O comunicador e estudante de direito Antônio Alves, 47 anos, nasceu, trabalha e mora na pequena cidade de Tanque do Piauí, distante cerca de 210 km ao Sul de Teresina. Ele conhece praticamente todos os 2.773 moradores do local – número da última estimada populacional divulgada pelo Instituto Brasileiro de Geografia e Estatística (IBGE), e tem ajudado o serviço de saúde da cidade nas orientações de prevenção e combate à pandemia do novo Coronavírus. Resultado: o município tem menos de 50 casos confirmados da doença e nenhuma morte até então.
“Temos tido muitos cuidados para não disseminar ainda mais a doença, adotando todass medidas possíveis, como uso de máscaras, distanciamento social e evitando aglomerações”, disse Toinho Alves, como é mais conhecido na cidade, destacando ainda que usa bem sua formação de comunicador para alertar a população. “Tenho um site na internet que uso também para orientações. Conheço bem todos da cidade e me sentiria muito mal se um deles viesse a falecer por esse vírus”, pontuou.
Só que nesse fim de semana, o Piauí ultrapassou à triste marca de 3 mil mortos pela Covid-19. Isso em menos de um ano do início da pandemia. O número é tão assustador que ele é superior a toda a população de Tanque do Piauí. Na verdade não apenas maior que ela, mas de outras 13 cidades piauienses que tem menos de 3 mil moradores. É como se todos esses moradores de uma desses 14 municípios do Estado fossem completamente dizimados, sumissem do mapa.
O farmacêutico Raimundo Nonato Diniz, de 56 anos, foi um dos que entraram para essa estatística macabra. Dono de uma drogaria na zona sudeste da capital, Diniz contraiu a doença no final de 2020 e faleceu poucos dias depois. Seu caso ganhou bastante notoriedade porque antes de morrer ele deixou um áudio para a filha, de quase três minutos, onde, com muita dificuldade na fala, comunicava que estava sendo entubado e que não deveria sobreviver.
“Minha filha, estou sendo entubado e a esperança é muito pequena, entendeu? Então eu quero pedir pra você que tome de conta dos meninos, cuide direitinho deles, cuide das coisas direito, o que for preciso, eu acho que a situação aqui complicou...Lutei e estou lutando até a última hora, mas cheguei a um ponto que eu acho que é o final “, disse no áudio. De acordo com a família, Diniz era saudável e não tinha nenhuma comorbidade.

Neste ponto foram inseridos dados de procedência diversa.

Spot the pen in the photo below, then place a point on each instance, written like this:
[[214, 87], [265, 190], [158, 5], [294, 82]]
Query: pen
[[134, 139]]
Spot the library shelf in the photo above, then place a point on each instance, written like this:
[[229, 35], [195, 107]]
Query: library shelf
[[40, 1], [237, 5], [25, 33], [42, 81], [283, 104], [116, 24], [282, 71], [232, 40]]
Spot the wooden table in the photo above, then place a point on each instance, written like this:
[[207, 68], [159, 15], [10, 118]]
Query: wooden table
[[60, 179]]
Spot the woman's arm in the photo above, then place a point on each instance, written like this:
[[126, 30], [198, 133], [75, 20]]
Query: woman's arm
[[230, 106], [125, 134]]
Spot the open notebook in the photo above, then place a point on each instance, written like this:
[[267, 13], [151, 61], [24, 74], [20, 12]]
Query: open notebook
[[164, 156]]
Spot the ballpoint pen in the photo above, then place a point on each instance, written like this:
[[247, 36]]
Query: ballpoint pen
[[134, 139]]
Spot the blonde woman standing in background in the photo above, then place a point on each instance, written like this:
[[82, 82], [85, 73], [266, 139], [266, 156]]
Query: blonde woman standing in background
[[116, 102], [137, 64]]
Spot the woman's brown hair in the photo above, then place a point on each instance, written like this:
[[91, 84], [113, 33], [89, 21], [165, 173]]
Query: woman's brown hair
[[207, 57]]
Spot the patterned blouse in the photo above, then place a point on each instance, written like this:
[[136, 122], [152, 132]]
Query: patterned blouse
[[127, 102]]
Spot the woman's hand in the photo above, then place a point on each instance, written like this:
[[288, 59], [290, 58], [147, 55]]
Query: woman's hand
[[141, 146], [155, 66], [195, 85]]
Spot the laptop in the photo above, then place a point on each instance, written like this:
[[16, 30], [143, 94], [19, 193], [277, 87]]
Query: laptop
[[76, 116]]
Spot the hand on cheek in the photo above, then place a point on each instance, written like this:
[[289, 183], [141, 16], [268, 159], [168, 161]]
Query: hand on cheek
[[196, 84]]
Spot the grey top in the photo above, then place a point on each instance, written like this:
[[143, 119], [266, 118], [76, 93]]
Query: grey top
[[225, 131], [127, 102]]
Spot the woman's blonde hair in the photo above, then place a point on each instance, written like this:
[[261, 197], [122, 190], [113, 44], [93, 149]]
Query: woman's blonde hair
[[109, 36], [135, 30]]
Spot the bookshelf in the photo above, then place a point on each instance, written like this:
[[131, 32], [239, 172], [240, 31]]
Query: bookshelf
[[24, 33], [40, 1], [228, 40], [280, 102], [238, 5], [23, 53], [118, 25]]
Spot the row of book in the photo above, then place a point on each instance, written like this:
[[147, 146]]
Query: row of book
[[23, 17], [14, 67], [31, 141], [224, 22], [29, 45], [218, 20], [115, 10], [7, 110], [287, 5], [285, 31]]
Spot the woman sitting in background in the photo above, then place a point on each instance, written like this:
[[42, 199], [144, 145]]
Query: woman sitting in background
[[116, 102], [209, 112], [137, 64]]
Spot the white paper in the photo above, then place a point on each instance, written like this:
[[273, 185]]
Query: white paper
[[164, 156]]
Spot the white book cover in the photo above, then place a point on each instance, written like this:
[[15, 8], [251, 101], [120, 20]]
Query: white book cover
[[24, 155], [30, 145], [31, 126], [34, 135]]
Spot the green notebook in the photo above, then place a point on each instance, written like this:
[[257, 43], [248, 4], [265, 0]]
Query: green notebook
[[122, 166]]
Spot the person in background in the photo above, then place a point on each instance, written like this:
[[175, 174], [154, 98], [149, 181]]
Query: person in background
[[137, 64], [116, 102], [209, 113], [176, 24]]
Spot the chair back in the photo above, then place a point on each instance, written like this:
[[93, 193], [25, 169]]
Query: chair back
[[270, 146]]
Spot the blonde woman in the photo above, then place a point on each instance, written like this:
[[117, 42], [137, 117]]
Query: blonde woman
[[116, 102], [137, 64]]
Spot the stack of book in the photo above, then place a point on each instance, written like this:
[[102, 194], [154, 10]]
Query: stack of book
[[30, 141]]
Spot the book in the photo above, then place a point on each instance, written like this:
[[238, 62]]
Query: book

E é justamente isso que assusta, quando o Piauí ultrapassa essa terrível marca de 3 mil mortos por causa do coronavírus – chegando à proporção de quase um a cada mil piauienses morreu da doença, o registro de óbitos de pessoas, que mesmo com comorbidades ou do grupo de risco, acreditavam viver ainda mais alguns anos. “Na virada de 2019 para 2020, meu pai estava muito feliz e fazendo planos diversos para o futuro. Mas, em junho veio a doença e tirou tudo isso”, pontuou o comerciante Pedro de Almeida, 34 anos, lembrando que o pai tinha 67 anos e era hipertenso. Ele também virou estatística.
Para os especialistas o crescimento do número de mortes por Covid-19, não apenas no Piauí, mas no mundo como um todo, está diretamente relacionado ao comportamento social das pessoas, principalmente ao não cumprimento das normas de contenção para a transmissibilidade da doença como, por exemplo, a falta do uso de máscara; a não higienização das mãos e, o mais preocupante, a continuidade de aglomerações. Isso tudo não aplicado provoca um aumento no número de caso, que por sua vez uma alta nas internações resultando, no final, em um crescimento nos óbitos. É geométrico.
“Diferente das mortes por causas externas, que são acidentes, por exemplo, a Covid é uma doença nova, de um vírus transmissível, que não vai sair de nosso meio por um bom tempo e que tem uma mortalidade grande refletida diretamente no comportamento das pessoas. Assim como a morte por infarto e AVC (Acidente Vascular Cerebral), se transmite diretamente no controle de hipertensão, diabetes e obesidade, se você naõ cuida, então morre. Então é como a Covid., se você não se previne, você adoece e você morre”, esclarece o infectologista Nayuro Ferreira.